Kirilov, des Démons, qu’on retrouve ici :
Vous croyez que je parle comme un fou, ou comme un révolutionnaire exalté. Mais je suis froid, vous comprenez ? Je suis logique.
Chatov, également :
Vous me regardez comme un de ces étudiants malades d’idées, mais je ne suis pas de ceux qui rêvent. Je suis russe, moi. Un vrai.
Ou Raskolnikov, encore :
Vous croyez que je parle comme tous les jeunes de mon âge, que je répète des idées que j’ai lues dans les livres… mais je vous assure que c’est ma pensée.
Cette crainte de voir sa parole individuelle fondue par l’auditoire dans son origine sociale est probablement la plus angoissante pour le personnage, parce qu’elle indique la terreur qu’il a de voir niée sa possibilité d’exprimer une opinion individuelle.
Notons que, ce qu’il y a d’étrange, c’est que ces précautions oratoires – que j’ai tâché de regrouper dans ces trois ordres – viennent chaque fois d’un personnage qui a pour premier, pour seul dessein, d’être absolument et intégralement clair dans la formulation de ses idées, et du raisonnement qui les enchaîne. Or, elles mangent presque intégralement le discours. Il perd en clarté, prend mille détours, impatiente, ou lasse son auditoire ; et le lecteur, admiratif certes devant tant de ressources psychologiques déployées dans un court moment de la part d’un seul auteur, quelques fois, s’y perd lui aussi. Il semble que Dostoïevski n’ait pas tant tâché, dans ces passages, d’exprimer la parole de ces voix oubliées, que de montrer à quel point il leur était difficile de parler. Je ne sais pour mes lecteurs ; mais, pour moi, ce que je retiens de lui, toujours, en me remémorant ses romans, c’est cette terrible angoisse qu’ont ses personnages de ne pas réussir à s’exprimer, alors que leurs discours sont paradoxalement si brillants, et dépassent de bien loin ceux des personnages auxquels il s’adressent. Et mes premières impressions de Dostoïevski jonglèrent longtemps entre ces grandes tirades, jamais vues pour moi dans le roman occidental moderne, dont la beauté aurait dû se suffire à elle-même, et cette crainte maladive de ne pas pouvoir les exprimer.

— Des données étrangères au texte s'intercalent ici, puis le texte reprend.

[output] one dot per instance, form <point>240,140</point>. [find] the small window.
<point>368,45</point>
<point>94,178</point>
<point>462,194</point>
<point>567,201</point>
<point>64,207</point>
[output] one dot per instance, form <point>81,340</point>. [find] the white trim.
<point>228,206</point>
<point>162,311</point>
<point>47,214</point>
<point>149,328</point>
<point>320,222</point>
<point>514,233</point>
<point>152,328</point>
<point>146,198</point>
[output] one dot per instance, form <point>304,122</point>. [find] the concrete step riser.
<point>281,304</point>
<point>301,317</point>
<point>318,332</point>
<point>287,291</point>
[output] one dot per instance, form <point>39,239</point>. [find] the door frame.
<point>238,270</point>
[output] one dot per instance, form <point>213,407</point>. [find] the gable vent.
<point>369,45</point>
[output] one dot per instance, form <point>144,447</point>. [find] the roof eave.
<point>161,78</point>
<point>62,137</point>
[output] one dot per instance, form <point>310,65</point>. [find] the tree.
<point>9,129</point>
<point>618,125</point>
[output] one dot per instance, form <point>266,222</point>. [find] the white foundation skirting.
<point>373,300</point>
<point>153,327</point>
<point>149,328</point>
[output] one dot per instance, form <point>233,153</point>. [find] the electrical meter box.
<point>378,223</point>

Je voudrais savoir d’où vient cette angoisse. Je sais qu’on a parlé des crises d’épilepsies de l’auteur, qui expliqueraient ce désir immodéré de se faire entendre, une bonne fois pour toutes, et longuement, jusqu’au bout. Je ne suis pas très enclin à ces interprétations psychologiques – à l’instar de celles qui expliquent la longueur de la phrase de Proust par son asthme – et tâcherai d’exprimer ici une autre voix.

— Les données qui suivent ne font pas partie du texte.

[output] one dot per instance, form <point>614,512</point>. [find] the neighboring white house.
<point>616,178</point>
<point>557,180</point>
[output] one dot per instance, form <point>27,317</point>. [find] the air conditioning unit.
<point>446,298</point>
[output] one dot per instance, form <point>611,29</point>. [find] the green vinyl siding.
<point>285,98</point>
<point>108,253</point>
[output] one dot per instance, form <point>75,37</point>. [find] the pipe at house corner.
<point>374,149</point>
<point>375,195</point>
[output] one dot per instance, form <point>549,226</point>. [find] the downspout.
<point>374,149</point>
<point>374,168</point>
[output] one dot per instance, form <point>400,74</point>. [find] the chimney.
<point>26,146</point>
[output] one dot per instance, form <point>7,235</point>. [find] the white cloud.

Il me semble que ces précautions oratoires presque infinies, et qui ruinent paradoxalement la clarté du discours, peuvent s’expliquer par le fait qu’à l’époque où Dostoïevski écrit la Russie était profondément divisée dans ses classes sociales – à tel point qu’une classe ne parlait plus la langue de l’autre. Des milliers de moujiks, devenus étudiants en une génération, intégraient grâce à leur récente éducation les salons les plus huppés, où une société aristocratique et bourgeoise entretenait les codes de la conversation à l’européenne depuis deux siècles. Ils ne sentirent pas leur parole légitime, non pas à cause des idées, mais à cause de la forme donnée à leurs idées : cette classe impressionnait.
De fait, on sent à la lecture de ces romans une alternative qui dut se poser à toute classe dominante du monde chrétien qui s’est trouvé soudainement nez à nez avec les fractions les plus populaires de la société. Par altruisme, par la générosité que donne l’abondance de l’argent et de l’éducation, cette classe veut, un temps, donner la parole aux plus faibles. Le fait-elle réellement ? Ou est-ce une générosité de façade, est-ce un altruisme naïf et insouciant qui ne cherche qu’à se racheter une bonne conscience, pour les siens ou pour l’église ? Mais c’est trop tard, la réforme est passée, le servage est aboli. Arrivent dans ces salons de petits individus, difformes, timides, mal vêtus, qui ne savent pas bien parler, mais qui ont eu le temps de réfléchir, dont les idées sont brillantes, et dont le point de vue ne peut de toute façon qu’apporter du sang neuf à une société trop vieille. Que faire ? Les écouter réellement, leur donner la parole, et faire le choix de leur répondre ? Encore faudrait-il pour cela avoir une éducation qui le leur permette. Les femmes en robe, les messieurs à moustaches lisaient Virgile, Dante, Racine, et trouvaient Balzac trop sale. Ces étudiants moujiks avaient été formés à un corpus beaucoup plus terre à terre ; si l’on peut dire, une littérature de combat : l’économie, la sociologie naissante, Marx, bientôt Proudhon : pour les uns, lire, c’était penser, et penser pour sortir de sa condition misérable, pour les autres, c’était rêver, ou s’entretenir dans la maîtrise d’une culture aristocratique qui avait forgé les siècles et renvoyait une image flatteuse de ce qu’ils étaient.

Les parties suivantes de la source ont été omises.